RNA interference (RNAi) technology is also a convenient and widely used way for the in vivo manipulation of gene expression. However, the effects of RNAi are temporary, non-specific and limited to knocking down transcribed genes. CRISPR-Cas9 system, on the contrary, can induce both gain- and loss-of-function mutations, and suffers from less off-target effects for that CRISPR-Cas9 derives from prokaryote and hence has less crosstalk with eukaryotic components than RNAi pathway does.

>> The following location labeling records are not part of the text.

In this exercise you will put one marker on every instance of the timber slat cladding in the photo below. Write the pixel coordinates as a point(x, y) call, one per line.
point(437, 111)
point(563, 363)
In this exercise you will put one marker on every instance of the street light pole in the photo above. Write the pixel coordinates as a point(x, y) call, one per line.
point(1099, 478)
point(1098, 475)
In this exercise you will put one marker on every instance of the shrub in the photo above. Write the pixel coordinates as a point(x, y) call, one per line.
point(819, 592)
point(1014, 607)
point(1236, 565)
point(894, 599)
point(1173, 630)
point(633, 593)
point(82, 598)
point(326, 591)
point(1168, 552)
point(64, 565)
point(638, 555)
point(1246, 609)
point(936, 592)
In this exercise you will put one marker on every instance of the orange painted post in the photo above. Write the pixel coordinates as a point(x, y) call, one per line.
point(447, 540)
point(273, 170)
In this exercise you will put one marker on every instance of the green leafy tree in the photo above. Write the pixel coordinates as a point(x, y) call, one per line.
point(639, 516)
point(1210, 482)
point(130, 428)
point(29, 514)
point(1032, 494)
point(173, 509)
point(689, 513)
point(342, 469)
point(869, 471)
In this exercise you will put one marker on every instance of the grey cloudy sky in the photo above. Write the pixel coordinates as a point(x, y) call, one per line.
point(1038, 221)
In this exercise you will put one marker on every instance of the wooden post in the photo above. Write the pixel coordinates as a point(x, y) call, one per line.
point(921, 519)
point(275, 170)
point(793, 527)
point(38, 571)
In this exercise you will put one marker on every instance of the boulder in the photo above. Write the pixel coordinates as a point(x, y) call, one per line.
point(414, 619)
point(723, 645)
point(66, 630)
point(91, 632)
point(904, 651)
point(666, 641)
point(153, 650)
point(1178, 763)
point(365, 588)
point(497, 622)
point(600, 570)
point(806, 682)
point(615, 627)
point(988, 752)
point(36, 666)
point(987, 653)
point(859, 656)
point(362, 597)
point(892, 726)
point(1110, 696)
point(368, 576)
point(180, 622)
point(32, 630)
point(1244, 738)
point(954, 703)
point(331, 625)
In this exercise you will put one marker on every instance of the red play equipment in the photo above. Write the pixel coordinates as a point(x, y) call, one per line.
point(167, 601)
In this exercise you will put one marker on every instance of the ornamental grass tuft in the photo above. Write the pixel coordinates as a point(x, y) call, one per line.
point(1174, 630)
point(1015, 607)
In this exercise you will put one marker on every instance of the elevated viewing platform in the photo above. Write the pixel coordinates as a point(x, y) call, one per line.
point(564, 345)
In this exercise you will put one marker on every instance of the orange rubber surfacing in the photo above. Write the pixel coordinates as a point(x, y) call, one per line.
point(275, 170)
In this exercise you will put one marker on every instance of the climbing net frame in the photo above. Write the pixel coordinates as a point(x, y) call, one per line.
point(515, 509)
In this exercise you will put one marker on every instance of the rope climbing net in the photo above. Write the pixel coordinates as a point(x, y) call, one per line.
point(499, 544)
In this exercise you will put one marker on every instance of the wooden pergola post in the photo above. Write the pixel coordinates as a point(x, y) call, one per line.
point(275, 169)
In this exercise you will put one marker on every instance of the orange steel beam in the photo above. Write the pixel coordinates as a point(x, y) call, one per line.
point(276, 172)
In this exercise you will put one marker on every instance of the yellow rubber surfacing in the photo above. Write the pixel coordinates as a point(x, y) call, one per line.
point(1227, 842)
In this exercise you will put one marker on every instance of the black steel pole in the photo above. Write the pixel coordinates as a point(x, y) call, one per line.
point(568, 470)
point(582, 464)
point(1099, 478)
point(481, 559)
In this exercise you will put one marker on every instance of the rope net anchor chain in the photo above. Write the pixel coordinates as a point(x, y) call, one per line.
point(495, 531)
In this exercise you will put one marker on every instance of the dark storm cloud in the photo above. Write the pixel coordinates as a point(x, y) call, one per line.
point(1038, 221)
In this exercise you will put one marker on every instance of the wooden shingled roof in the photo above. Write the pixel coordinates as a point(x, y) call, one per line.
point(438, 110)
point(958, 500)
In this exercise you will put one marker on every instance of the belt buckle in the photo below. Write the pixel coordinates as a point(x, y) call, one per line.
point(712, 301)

With these merits, CRISPR-Cas9 has become as an easy and versatile tool for various genome editing purposes. For example, CRISPR-Cas9 has been used to recapitulate cancer-associated genomic alterations both in vitro and in vivo,22–25 providing a quick and convenient platform for functional investigations of cancer-related genetic mutations. Recently, a more exiting area, that is, the application potentials of CRISPR-Cas9 in gene therapy, has gradually emerged.
CRISPR-Cas9-mediated gene therapy in cell lines and animal models
Engineering pathogen DNA to combat infectious diseases
CRISPR-Cas9 is derived from microbial adaptive immune defense system, and thus possesses inherent advantages in engineering and disabling pathogen genomes to treat infectious diseases.

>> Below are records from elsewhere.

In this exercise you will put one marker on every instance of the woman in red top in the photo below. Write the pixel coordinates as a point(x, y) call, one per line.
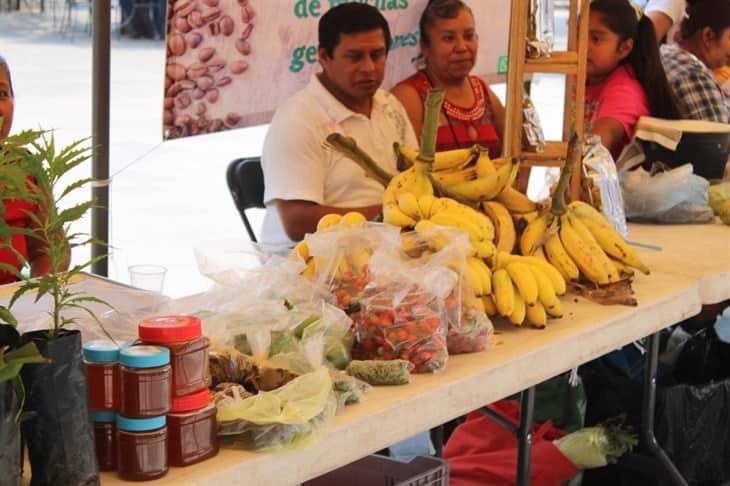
point(471, 113)
point(16, 212)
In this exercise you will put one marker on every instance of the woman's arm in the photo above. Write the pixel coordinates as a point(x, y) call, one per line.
point(412, 103)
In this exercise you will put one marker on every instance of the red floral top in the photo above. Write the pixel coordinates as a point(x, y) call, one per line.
point(463, 126)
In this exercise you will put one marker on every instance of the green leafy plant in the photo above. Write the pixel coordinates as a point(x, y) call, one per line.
point(33, 169)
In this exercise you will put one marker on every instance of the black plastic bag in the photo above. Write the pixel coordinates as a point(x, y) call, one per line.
point(704, 359)
point(59, 436)
point(10, 465)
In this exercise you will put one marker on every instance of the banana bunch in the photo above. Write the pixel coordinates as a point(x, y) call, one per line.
point(357, 259)
point(577, 239)
point(525, 288)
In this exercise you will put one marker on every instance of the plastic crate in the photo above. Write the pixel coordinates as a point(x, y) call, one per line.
point(384, 471)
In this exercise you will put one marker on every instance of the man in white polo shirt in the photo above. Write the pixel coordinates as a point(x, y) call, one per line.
point(305, 181)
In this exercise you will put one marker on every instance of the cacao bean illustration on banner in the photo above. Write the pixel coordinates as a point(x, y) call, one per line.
point(231, 63)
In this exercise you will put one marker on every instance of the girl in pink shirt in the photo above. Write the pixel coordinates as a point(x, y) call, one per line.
point(626, 79)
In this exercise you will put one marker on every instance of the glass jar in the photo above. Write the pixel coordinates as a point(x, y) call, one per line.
point(145, 381)
point(101, 362)
point(182, 335)
point(191, 430)
point(141, 448)
point(105, 439)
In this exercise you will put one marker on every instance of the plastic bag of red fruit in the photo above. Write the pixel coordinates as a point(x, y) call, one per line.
point(400, 320)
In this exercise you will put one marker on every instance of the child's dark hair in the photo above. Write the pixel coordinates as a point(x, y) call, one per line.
point(439, 9)
point(630, 23)
point(4, 66)
point(350, 18)
point(714, 14)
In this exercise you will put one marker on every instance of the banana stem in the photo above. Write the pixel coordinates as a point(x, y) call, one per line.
point(558, 203)
point(432, 111)
point(348, 147)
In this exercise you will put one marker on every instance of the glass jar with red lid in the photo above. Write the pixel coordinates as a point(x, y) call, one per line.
point(141, 448)
point(105, 439)
point(183, 336)
point(145, 377)
point(191, 429)
point(101, 361)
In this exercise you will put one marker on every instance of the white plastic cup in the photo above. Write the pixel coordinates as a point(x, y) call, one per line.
point(147, 277)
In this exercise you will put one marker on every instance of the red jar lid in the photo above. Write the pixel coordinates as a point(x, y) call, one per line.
point(170, 329)
point(188, 403)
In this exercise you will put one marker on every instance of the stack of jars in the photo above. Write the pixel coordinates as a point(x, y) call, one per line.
point(164, 411)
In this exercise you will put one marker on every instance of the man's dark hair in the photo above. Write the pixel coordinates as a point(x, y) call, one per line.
point(350, 18)
point(4, 66)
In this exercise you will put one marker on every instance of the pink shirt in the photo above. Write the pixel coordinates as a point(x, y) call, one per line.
point(620, 96)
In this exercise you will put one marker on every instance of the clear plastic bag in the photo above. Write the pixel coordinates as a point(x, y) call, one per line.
point(675, 196)
point(288, 417)
point(600, 170)
point(401, 314)
point(468, 327)
point(342, 258)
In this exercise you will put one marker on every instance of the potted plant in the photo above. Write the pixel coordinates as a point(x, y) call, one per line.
point(59, 435)
point(12, 396)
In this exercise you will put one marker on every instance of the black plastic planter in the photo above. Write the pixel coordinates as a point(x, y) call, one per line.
point(59, 436)
point(10, 465)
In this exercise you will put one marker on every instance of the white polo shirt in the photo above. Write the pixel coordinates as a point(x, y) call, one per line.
point(297, 167)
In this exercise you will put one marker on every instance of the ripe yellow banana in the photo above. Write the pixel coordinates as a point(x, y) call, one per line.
point(559, 258)
point(515, 201)
point(532, 236)
point(310, 270)
point(579, 251)
point(393, 215)
point(489, 186)
point(408, 203)
point(523, 280)
point(489, 306)
point(505, 234)
point(519, 311)
point(353, 219)
point(448, 177)
point(425, 203)
point(503, 292)
point(613, 244)
point(485, 274)
point(328, 221)
point(552, 273)
point(594, 247)
point(484, 165)
point(536, 315)
point(545, 290)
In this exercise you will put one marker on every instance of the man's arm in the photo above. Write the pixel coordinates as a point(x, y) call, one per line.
point(300, 217)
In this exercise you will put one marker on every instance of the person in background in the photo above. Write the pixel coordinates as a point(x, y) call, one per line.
point(16, 212)
point(471, 113)
point(703, 44)
point(625, 78)
point(666, 15)
point(303, 180)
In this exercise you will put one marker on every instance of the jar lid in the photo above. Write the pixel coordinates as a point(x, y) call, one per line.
point(140, 425)
point(170, 329)
point(188, 403)
point(103, 416)
point(144, 356)
point(101, 351)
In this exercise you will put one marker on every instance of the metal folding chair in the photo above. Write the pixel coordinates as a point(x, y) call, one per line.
point(246, 183)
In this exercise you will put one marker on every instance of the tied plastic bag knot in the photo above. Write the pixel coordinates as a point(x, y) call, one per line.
point(675, 196)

In August 2013, just 7 months after the CRISPR-Cas9 genome editing tool was first introduced into mammalian cells,13 ,14 Ebina et al26 reported that CRISPR-Cas9 can mutate long terminal repeat (LTR) sequence of HIV-1 in vitro, resulting in removal of the integrated proviral DNA from the part of the host cells and a significant drop in virus expression. To our knowledge, this study is the first one to experimentally explore the gene therapy potentials of CRISPR-Cas9 system. Recently, another independent study harnessed CRISPR-Cas9 to mutate HIV-1 LTR U3 region and gained similar results.27
Chronic hepatitis B is one the most common infectious diseases worldwide, which can lead to liver cirrhosis and cancer. The persistence of hepatitis B virus (HBV) infection is due to the intrahepatic existence of HBV covalently closed circular DNAs (cccDNAs), which are hard to clear by present therapeutics and serve as a reservoir for HBV reactivation. Recently, a study by Seeger and Sohn28 showed that in HepG2 cells expressing HBV, the introduction of cccDNA-targeting CRISPR-Cas9 system resulted in both decreased hepatitis B core antigen expression and mutated cccDNAs, providing impetus for further research on the possibility of CRISPR-Cas9-mediated cccDNA clearance.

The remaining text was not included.